In Heidi Schreck's play, The Consultant, things are understandably tense at the office of Sutton, Feingold and McGrath, a pharmaceutical marketing firm. The year is 2009. The Great Recession already seems endless, and Big Pharma is getting desperate because so many drug patents have expired and the generics are "killing" SFM This promises to be a play that people can relate to because everyone knows someone who is unemployed or underemployed.
Schreck's observations of the ludicrous rationales in the corporate world are pretty much on the mark. The play's title refers to Amelia (Claire Barron), a 22-year-old well-meaning dilettante who has dabbled in teaching English as a Second Language, yoga, acting and other things, to help designer Jun Suk (Nelson Lee) with his presentation skills. Jun is sometimes just socially awkward, but he is also licking his wounds after a bitter divorce and difficult relationship with his 12-year-old son. So marking executive Mark (Darren Goldstein) hires Amelia, a Ph.D. candidate in immigration policy to guide him. However, she can't even pronounce Seoul, his birthplace correctly, she dresses unprofessionally in knit pants and thick woolen sweater and cap, and she coaches him while reading aloud a how-to book on delivering killer presentations. Sun's fate at SFM depends on the success of this presentation. The company already had several layoffs, but Mark believes that Jun will keep his job because he "is a designer. He actually does something." Barbara (Lynne McCollough), is a brilliant executive who claims to have left of her own volition. Rounding out the cast is Tania (Cassie Beck), an overqualified receptionist/office manager with a degree in comparative literature from NYU. ("Look what it did for me," she tells Amelia, who is also studying at NYU.) Neither seen nor heard are Harold and Travis, presumably partners at SFM.
Although the Long Wharf production of The Consultant has gems that include some witty, insightful lines and a fantastic cast, the play fails to deliver a clear message. The 90 minute play, performed without an intermission, starts off as a high altitude balloon and then immediately deflates after Jun's successful presentation. It is unclear how some things unraveled and the consequences - Jun's alcohol poisoning and prognosis, Barbara's nabbing SFM's biggest client, Amelia's confusion about how she can help people, Tania's trying to find meaning in her life and Mark's career. Is the message that life is full of unexpected things? Or is that we really don't know our co-workers? Either one is weak, especially since the play's world premiere came six years after The Great Recession began. During the time frame of the play, people were scared of losing their jobs, but no one had an inkling about the length and depth of the economic downturn.
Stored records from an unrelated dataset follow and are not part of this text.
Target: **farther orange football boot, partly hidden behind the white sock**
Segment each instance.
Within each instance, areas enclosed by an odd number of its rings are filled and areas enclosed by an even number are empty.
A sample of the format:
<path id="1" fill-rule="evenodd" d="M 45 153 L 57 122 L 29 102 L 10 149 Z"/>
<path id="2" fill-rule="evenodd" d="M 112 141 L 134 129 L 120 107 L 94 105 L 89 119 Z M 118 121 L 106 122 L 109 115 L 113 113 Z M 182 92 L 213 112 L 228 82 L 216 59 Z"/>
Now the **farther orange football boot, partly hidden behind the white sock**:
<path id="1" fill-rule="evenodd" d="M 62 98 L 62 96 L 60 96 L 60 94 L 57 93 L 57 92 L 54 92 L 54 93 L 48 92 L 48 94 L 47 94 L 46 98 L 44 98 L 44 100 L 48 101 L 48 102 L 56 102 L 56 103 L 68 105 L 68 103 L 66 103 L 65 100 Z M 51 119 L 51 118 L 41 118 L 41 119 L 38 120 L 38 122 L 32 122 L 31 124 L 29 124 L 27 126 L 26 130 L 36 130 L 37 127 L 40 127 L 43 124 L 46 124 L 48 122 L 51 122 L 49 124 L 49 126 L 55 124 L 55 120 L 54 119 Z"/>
Barbara is the most interesting character. Her former co-workers refer to her as a "wacko," but she is smart enough and bold enough to eat them up alive. Barbara notes the irony of Amelia's accumulating debt to the tune of $100,000 so that she can try to help the poor. She also bullies Amelia into revealing a painful childhood incident. I would love to see the character of Barbara be fleshed out more.
Kip Fagan's direction excellent, but the cast is amazing. There wasn't one weak performance in the play, but the real standouts were Nelson Lee as Jun and Lynne McCollough as Barbara. Claire Barron was appealing as the cheerful and optimistic Amelia and Cassie Beck played well opposite her and Darren Goldstein. It was like watching an exciting game of tennis doubles.
Andrew Boyce's set design is superb, with a conference room that is illuminated and darkened perfectly by Matt Frey. They portray in perfect synchronization the glossy surface of a high-octane company and the sterility inside with its ominous secrets and mysterious emptiness.
Still, I think the play needs to be rewritten in two acts, or possibly three, and the cast extended. There are questions that should have been asked. Why did Mark choose Amelia for such an important task? How did Amelia convince anyone that she understands the corporate world when she claims that she wants to help poor immigrants? Why couldn't Tania find a better job than a receptionist/office manager/general dogsbody? What was the truth about Barbara's leaving and her involvement with the Landmark Forum? What about the unseen Harold and Travis? Who is the third partner? How did the company get its start and become, at least for a while, so successful in a competitive industry? My guess is that the founders were marketing executives at Big Pharma and started their own firm, and their former employers outsourced the marketing to them. Isn't that how it often works? Victims of layoffs are often encouraged by career coaches (in thin imitations of the Landmark Forum) that they have been telling themselves the wrong story and that they need to empower themselves and take charge of their lives and careers.
The Consultant runs through February 9 at Stage II of the Long Wharf Theatre, 222 Sargent Drive, New Haven. Call 203-787-4282 or visit longwharf.org.